Our project has the potential to create business value for MOE HEPD and universities. The appropriate next step is staged deployment rather than immediate full-scale operationalisation.

We should first deploy the system as an internal decision-support tool through a controlled pilot (e.g. STEM-focused or selected faculties). Expansion should proceed only if key conditions are met over repeated refresh cycles: low and stable empty-module rates, reproducible outputs, and analyst validation that sampled matches are substantively plausible and useful for policy workflow.

Next, high-impact data constraints should be addressed before broader rollout. Job data should be expanded beyond a one-week single-source snapshot to include additional job portals (e.g.

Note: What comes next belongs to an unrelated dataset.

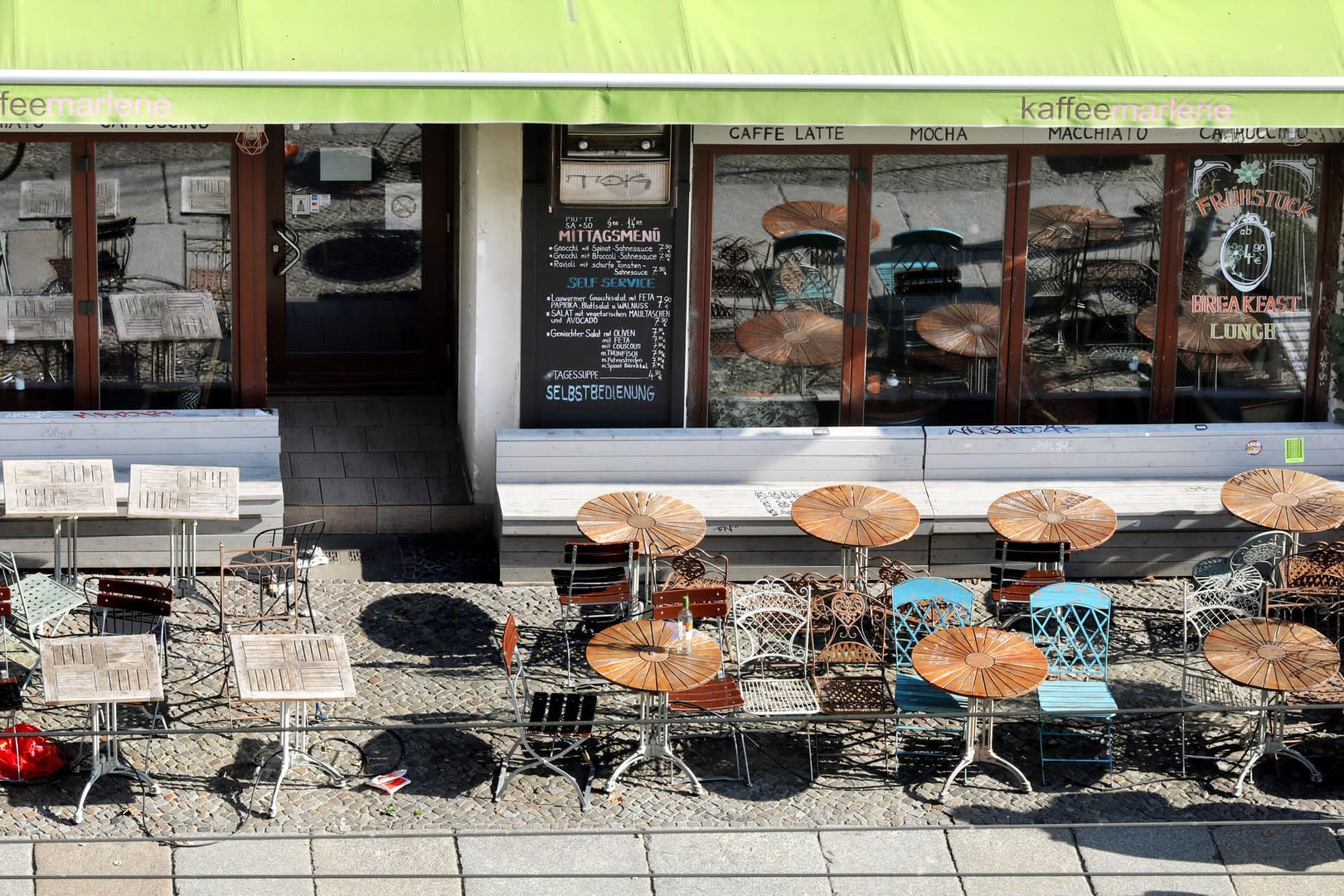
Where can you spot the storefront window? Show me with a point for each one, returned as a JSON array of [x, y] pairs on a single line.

LinkedIn, Careers@Gov) and a longer time horizon. Graduate role labelling should move beyond simple experience filters, and job-side extraction should incorporate richer free-text signals. On the curriculum side, incorporating more detailed syllabus and assessment information (where feasible) is likely to improve alignment quality more than further tuning of scoring weights alone.

From a cost perspective, deployment is feasible but requires deliberate investment in ingestion automation, workflow orchestration, quality checks, reporting interfaces, and ongoing taxonomy maintenance. These costs are justified if the system reduces manual audit burden and improves the timeliness of curriculum-risk detection. If pilot criteria are not met after planned iterations, the project should be narrowed to exploratory analytics or closed. If criteria are met, the system should be institutionalised as a recurring monitoring capability that informs, but does not replace, expert policy judgment.